Slime may coincide with 'Grunge', the latest media catch phrase, but Laura Godfrey-lsaacs' latest exhibition is far dirtier than its sanitised counterpart in current fashion trends. It has more affinity with Grunge Rock and its obsession with bodily fluids, disfigurement, pain and dirt. The titles - variations on a theme of Slime, Scum, Blob, Dirt, Gunk take the viewer by surprise. They are onomatopoeic insults, slang terms designed to hit you straight between the eyes. They confirm the viewer's instinctive response: what looks like a pile of dirt is unceremoniously called Dirt. What looks like the gum in your mouth is called Gum, and so on. Gratified, the viewer is encouraged to study the canvases more closely, enticed by the translucent browns, greens and reds.

Both titles and texture recall the forbidden indulgences of youth and the grim fascination with bodily functions and disgusting substances. Ghoulish pleasure is derived from picking your nose or from calling someone the 'scum of the earth', a 'slime ball', a 'blob'. They are terms of negation stemming from the most basic functions of nature. Words like slime and sludge evoke chthonic nature and previous preoccupations with the female body inevitably suggest themselves. The activities of the female body are not only autonomous, they are mysterious - something to be feared in the same way one would fear an out of control and gigantic B-movie blob.

Much smaller than previous works, these oils on canvas range from a mere 9" x 9" to 30" x 30", with the exception of Slime, which is part of an earlier series of 6' square canvases. This reduction in size heightens the intimacy already encouraged by the popularity of the titles.

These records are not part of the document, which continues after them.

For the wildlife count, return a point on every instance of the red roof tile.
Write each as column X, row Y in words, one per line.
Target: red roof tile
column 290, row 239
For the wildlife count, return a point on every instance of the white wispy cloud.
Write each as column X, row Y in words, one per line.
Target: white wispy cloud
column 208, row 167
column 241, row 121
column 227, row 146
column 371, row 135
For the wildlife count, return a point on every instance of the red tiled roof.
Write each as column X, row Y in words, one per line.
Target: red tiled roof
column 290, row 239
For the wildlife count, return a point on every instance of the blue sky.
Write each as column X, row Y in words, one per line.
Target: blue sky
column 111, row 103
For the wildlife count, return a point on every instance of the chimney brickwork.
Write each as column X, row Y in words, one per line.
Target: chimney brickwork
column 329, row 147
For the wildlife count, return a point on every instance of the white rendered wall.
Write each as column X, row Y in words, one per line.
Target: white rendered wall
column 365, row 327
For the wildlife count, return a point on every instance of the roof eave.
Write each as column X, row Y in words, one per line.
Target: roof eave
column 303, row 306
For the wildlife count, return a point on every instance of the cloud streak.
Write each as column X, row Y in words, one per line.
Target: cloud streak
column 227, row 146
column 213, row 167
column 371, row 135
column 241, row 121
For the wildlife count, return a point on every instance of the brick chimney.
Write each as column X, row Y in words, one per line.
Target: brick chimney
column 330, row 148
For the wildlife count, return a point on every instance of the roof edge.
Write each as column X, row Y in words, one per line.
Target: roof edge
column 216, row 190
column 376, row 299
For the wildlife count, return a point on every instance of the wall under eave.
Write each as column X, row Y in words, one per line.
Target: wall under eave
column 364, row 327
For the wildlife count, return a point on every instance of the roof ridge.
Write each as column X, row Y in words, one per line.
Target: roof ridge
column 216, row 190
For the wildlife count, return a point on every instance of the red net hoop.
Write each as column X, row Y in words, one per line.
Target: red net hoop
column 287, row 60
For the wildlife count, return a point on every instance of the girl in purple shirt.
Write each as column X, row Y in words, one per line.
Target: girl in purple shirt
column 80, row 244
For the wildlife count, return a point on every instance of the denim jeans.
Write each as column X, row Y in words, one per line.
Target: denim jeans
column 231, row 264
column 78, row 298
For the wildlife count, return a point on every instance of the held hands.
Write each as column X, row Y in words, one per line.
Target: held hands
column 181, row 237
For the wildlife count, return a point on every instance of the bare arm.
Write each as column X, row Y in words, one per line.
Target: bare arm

It is this immediacy which moves the work on from Pink, produced when Godfrey-lsaacs was Artist in Residence at the Tate Gallery, Liverpool in 1990. A series of twelve vast sugary pink and orange paintings, Pink explored stereotypical representations of the female body. Layers of oil were manipulated to resemble skin and flesh, the surfaces punctured with paint sculpted into three-dimensional nipples and lips and eyes. Despite a proliferation of these recognisable motifs, the effect was deliberately ambiguous.

The paintings seemed, at one level, to celebrate the female body, at another, to mock indulgence in traditional femininity, denoted by the pale pink. Above all, they were making a dig at a male tradition of painting and its representation of the female nude. Recently referred to by one reviewer as 'charming', they just go to show how pretty even feminist discourse can look in pink.

While Godfrey-Isaacs is no longer overtly concerned with representations of the female body, skin-like textures nevertheless continue to predominate. Having explored the relationship between body fluids, natural substances and man-made substances in works such as Cloth, Purple Skin, Rubber and Fluffy (1992), the latest work looks outwards to the environment. The skin-like texture now serves to link the natural world of swamps and bogs, sludge and scum, to bodily functions: excretion, secretion of body fluids, decay and organic growth.

These paintings are suggestive and tactile. Left to react together on the canvas, oil, varnishes and setting agents produce ripples, fissures and bumps. The process is interrupted, meddled with and repeated again and again. Paint literally oozes over the edges of the canvas, pushing paint beyond mere representation until each canvas actually becomes some thing, whether a blob, a brown bubbling bog, or luminous green slime that defies gravity and creeps down the canvas onto the floor.

Amusing and provocative, these paintings use humour to confront the taboo attached to bodily functions and the fear of our time-bomb bodies which threaten to rebel or explode blood, tissue and plasma at any moment. The beige and glutinous Scum, for example, resembles regurgitated porridge. It is disturbingly attractive. As with all these paintings, your first reaction is to dare to touch the revolting surface, half wondering if your finger will be swallowed up by whatever lurks beneath the diaphanous surface. Intrigued by its autonomy, Godfrey-lsaacs explores the possibilities of paint itself as a substitute for figuration as well as its sculptural potential.